During the academic year 1257–1258, for example, Albert supplemented his lectures on the Gospels with lectures on Aristotle’s zoological treatises, guiding his students in replicating some of Aristotle’s original experiments and even involving them in original zoological field studies. Clearly Albert considered that those preparing for the priesthood would not only require knowledge of the Scriptures but also an appreciation for the order and intelligibility of nature.

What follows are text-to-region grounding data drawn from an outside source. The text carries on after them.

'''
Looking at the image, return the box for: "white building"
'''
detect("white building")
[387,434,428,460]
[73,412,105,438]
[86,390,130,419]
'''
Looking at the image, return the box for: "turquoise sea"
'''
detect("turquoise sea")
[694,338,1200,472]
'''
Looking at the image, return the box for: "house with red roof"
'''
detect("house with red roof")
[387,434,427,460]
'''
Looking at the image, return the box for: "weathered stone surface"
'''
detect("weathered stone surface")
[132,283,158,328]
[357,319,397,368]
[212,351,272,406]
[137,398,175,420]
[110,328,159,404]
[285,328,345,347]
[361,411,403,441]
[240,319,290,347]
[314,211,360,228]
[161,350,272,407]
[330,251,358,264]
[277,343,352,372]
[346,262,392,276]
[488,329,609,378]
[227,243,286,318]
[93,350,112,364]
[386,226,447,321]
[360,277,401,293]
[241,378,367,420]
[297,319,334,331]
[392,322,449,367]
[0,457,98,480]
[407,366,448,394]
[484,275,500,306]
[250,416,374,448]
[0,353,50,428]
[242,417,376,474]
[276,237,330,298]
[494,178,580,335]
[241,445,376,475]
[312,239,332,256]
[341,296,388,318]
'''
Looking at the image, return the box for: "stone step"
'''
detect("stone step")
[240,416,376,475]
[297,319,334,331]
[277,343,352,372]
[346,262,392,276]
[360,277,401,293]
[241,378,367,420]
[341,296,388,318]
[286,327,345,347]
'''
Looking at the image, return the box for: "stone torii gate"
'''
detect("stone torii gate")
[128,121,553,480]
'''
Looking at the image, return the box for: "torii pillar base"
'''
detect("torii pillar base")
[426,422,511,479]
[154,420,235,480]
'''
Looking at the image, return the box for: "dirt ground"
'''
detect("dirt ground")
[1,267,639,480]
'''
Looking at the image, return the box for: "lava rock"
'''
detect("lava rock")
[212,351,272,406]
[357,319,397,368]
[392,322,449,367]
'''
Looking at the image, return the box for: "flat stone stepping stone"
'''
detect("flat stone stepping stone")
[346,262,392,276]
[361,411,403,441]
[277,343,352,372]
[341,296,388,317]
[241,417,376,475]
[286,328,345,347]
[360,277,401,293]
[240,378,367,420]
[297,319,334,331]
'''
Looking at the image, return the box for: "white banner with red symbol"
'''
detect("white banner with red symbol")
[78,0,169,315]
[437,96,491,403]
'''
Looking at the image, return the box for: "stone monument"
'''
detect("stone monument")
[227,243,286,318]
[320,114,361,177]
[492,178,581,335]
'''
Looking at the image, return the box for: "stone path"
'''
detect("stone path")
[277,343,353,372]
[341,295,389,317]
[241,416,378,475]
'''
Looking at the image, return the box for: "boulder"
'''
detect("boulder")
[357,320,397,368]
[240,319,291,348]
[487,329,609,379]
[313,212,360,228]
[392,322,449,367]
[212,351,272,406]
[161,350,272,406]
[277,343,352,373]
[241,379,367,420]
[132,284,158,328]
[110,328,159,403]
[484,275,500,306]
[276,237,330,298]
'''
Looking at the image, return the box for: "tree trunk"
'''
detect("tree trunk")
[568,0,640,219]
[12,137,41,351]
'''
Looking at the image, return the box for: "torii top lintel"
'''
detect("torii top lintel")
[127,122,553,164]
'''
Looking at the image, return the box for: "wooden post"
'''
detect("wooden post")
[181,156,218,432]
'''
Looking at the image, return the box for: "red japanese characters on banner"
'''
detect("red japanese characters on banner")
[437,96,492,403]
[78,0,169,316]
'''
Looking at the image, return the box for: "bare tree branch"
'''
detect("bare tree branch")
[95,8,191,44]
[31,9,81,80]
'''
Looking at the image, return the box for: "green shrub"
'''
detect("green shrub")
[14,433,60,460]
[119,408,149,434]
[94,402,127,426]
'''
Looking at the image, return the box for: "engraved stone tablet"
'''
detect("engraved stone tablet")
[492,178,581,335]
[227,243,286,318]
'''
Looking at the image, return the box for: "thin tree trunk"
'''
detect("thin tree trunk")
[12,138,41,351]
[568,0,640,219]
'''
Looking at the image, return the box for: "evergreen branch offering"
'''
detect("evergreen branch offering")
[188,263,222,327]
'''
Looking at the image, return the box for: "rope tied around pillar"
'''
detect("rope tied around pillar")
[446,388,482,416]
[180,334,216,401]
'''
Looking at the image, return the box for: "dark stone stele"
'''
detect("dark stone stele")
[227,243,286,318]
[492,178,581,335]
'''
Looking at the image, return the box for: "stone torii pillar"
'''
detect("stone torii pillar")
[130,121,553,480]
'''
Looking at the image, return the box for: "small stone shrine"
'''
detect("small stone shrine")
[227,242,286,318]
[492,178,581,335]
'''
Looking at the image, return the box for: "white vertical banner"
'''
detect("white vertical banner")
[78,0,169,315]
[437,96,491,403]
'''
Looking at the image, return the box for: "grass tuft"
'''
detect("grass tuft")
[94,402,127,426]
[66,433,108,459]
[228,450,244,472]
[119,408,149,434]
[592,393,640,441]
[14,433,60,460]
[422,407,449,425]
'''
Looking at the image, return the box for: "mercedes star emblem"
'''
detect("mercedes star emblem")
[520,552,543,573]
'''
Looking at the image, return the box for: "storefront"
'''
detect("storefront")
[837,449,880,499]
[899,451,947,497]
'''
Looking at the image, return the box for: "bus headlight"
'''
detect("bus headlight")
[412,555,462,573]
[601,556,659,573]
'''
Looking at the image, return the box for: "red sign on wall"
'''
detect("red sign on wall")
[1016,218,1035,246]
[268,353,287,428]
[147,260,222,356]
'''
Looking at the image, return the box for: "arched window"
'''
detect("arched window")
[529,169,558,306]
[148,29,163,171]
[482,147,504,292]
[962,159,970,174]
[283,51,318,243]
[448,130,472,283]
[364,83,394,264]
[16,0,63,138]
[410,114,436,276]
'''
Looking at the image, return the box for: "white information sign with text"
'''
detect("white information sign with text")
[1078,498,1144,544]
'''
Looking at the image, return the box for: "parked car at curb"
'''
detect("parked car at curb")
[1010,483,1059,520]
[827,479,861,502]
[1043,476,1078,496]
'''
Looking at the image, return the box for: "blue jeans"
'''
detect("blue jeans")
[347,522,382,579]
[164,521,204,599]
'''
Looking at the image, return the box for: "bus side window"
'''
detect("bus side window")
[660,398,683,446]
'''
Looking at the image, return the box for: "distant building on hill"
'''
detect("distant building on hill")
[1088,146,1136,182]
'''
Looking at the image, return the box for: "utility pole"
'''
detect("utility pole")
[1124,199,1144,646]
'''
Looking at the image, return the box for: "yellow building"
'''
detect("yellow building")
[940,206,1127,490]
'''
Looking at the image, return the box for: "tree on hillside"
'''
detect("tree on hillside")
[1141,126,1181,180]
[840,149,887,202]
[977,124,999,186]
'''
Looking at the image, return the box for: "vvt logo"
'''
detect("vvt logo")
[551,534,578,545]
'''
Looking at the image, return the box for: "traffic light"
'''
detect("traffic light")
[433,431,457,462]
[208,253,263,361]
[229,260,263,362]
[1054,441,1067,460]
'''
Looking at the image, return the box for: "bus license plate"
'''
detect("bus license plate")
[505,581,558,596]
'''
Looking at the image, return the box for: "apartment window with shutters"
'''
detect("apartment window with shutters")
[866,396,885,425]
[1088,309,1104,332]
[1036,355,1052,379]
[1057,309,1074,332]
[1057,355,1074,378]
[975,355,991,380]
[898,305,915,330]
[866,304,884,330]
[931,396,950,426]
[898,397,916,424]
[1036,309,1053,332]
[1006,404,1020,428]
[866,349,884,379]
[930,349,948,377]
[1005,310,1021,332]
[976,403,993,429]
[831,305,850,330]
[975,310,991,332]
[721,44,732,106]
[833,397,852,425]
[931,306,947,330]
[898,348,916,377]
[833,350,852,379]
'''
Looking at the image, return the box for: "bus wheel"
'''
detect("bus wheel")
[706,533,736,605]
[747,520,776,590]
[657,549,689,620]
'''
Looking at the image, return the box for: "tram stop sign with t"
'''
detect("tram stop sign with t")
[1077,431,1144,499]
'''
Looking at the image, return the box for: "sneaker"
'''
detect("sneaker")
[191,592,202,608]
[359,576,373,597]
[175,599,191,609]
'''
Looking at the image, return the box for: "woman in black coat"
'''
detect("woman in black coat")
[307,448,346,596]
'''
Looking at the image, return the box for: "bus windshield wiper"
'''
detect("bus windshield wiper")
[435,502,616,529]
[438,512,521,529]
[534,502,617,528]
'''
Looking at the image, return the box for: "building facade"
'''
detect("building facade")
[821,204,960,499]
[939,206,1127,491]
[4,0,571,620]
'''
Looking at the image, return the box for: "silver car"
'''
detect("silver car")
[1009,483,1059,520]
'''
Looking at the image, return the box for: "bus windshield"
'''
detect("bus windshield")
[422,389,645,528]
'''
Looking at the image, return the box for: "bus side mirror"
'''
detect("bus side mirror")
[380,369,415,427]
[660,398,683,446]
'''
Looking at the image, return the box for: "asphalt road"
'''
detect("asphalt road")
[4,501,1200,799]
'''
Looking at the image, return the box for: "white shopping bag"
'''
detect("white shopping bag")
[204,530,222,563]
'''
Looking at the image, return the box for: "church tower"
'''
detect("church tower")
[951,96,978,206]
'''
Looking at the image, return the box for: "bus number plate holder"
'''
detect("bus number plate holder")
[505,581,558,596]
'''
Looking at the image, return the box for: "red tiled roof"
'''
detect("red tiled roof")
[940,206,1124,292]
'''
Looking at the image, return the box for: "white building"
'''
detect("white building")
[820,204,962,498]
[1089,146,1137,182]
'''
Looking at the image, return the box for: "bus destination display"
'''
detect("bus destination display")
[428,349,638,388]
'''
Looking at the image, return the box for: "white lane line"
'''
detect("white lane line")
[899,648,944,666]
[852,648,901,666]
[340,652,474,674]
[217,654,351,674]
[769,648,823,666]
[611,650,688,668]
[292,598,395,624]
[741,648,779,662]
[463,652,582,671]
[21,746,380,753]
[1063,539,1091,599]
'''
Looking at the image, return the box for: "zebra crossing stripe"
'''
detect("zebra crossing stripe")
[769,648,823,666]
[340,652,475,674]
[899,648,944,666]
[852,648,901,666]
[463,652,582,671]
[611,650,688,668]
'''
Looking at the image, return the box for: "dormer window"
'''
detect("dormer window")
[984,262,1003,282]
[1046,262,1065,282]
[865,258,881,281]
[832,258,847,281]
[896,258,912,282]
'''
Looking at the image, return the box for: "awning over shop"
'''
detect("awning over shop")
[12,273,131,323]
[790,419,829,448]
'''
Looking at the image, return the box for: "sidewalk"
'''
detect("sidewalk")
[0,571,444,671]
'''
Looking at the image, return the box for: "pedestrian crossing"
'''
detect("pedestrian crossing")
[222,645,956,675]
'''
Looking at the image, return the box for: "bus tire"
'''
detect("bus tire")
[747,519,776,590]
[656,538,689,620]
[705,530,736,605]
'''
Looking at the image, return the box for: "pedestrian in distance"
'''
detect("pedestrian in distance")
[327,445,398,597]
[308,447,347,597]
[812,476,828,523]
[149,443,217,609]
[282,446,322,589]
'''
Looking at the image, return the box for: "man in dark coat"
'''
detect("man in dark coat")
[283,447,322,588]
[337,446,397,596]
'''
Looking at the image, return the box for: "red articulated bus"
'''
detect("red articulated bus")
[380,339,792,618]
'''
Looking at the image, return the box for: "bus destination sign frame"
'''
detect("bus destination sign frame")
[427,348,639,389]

Before the reception of Aristotelian science in the then newly established universities, higher education had been mostly confined to theology. The seven liberal arts—grammar, logic, rhetoric, arithmetic, geometry, proportions, and mathematical astronomy—were studied in early medieval monastic schools, but mostly as a preparation for advanced theological studies. This now radically changed. For the first time, European scholars had access to an extensive body of empirical studies as well as a detailed account of a method for conducting science with promise of future scientific progress. This resulted in a medieval scientific revolution, initiating the common use of experimental methods upon which modern science was eventually based. By the time of his death in 1280, Albert was accepted as the primary medieval authority on these methods, and his work influenced Galileo and other early modern scientists.

Harmonious flourishing

Albert’s dissemination and extension of Aristotle were not unique, though. Equally fascinated by the research potentials of the new science, others also commented on Aristotle’s books and pursued empirical studies modeled on Aristotle. Rather, Albert’s special merit lies in the fact that he was the first scholar to clearly define the rightful place of scientific learning in Christianity. Albert passed this on to his most talented student, Aquinas, who would go on to demonstrate that scientific knowledge of nature is both compatible with and supportive of Christian doctrine.

This meaning has not been lost on the church, then or now. In 1941, in the dark days of World War II, Pope Pius XII declared Albert patron saint of those who devote themselves to research in the natural sciences. When some wielded scientific learning only to bring about suffering and destruction, the pope proposed a different place for science in human affairs, pointing to Albert as a model of how “science and faith can flourish harmoniously” in human culture. CH

By Michael W. Tkacz

[Christian History originally published this article in Christian History Issue #134 in 2020]

Michael W. Tkacz is the Bernard J. Coughlin, S.J. Professor of Christian Philosophy at Gonzaga University and president of the Society for Thomistic Natural Philosophy. He is the author of The Second Liberal Art and Augustine: The Political Writings as well as many articles on medieval natural philosophy.